Have you ever travelled through London or the West Midlands and thought, "why are the double lines red instead of yellow?" These indicate that the road is a Red Route, a key arterial route within either of the urban areas.
The idea is very simple: to restrict or ban parking and stopping would free up vital road space that would otherwise be occupied by stationary traffic; in turn, this would allow traffic to flow more freely and reduce congestion. Therefore, more road space becomes available, thus removing the need to build new roads or widen existing ones.
The red lines are used to indicate where stopping - with the intention to park, load, unload or to board and alight from a vehicle - is prohibited. There are some areas where stopping is allowed, but only where there are designated boxed areas, and during the times shown on roadside signs.
In addition, the lack of parked vehicles means that roads become safer and accidents occur less frequently.
How the scheme emerged
Back in the 1980s, the government requested that a series of improvements were made to the London road network. However that plan involved large scale road building, and was subsequently scrapped following a high number of protests and campaigns against the proposals.
Instead, an idea was developed that allowed the existing network of roads be improved to allow for faster journey times and less congestion. By removing parked vehicles, lane space would be freed up. However, the protestors emerged again, worried that the lack of congestion would result in some motorists blatantly speeding, thus causing more accidents and increasing faster-moving levels of traffic.
To overcome this, extra bus lanes were installed, as well as speed cameras (despite the fact they should have only been installed in areas with poor safety records.
Another problem was the creation of parking spaces. As the red routes were designed to prohibit parking and only permit moving traffic on them, planners would have to find somewhere to put the parked vehicles. The idea would have been new car parks, but there was no space, unless buildings were demolished. Instead, the idea was changed so that on-street stopping was permitted, but only in designated areas and during specific, signed times only.
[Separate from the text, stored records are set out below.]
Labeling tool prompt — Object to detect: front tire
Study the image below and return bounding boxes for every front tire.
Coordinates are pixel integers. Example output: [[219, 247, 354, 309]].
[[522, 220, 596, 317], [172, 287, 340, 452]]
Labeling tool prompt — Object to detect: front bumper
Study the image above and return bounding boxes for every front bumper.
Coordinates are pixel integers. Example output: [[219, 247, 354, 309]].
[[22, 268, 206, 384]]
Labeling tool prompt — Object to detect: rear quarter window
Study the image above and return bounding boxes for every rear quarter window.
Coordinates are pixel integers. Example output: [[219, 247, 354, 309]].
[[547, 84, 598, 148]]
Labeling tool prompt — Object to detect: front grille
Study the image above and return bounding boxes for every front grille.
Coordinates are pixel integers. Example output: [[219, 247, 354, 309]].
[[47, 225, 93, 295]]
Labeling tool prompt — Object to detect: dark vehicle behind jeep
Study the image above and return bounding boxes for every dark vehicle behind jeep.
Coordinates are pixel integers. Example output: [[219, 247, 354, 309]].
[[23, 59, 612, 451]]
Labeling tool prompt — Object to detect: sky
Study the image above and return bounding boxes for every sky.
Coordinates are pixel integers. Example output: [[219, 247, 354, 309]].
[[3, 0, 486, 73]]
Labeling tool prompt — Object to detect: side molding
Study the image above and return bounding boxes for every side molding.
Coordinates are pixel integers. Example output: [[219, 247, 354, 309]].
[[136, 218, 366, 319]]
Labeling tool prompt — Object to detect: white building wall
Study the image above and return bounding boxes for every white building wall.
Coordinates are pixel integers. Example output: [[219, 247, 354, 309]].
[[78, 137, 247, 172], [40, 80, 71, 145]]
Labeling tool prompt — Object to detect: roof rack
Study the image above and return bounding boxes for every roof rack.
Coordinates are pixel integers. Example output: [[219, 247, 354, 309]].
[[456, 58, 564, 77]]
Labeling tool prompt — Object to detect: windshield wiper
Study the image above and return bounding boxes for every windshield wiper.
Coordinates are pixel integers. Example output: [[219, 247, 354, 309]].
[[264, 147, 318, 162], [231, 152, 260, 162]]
The first schemes to be introduced were on the A13 in East London, and on the A1 in North London (one of the roads planned for widening). Despite the ban on parking during the peak periods, shopkeepers on the A13 benefited from an increase in trade, as the parallel A11 retained its double yellow lines!
In recent years, the red routes have spread all over London, and have started to appear in the West Midlands. In many cases they have been unpopular due to the ban on parking, especially outside houses and shops. One group even went to court in an attempt to stop the introduction of a red route, but as the red routes were permitted through an Act of Parliament, the case was thrown out at the expense of some of the people involved. However, a survey in London during 1997 found that traffic flows were 10% quicker than three years earlier.
Where are they?
As mentioned above, Red Routes have become increasingly commonplace on roads in London and the West Midlands.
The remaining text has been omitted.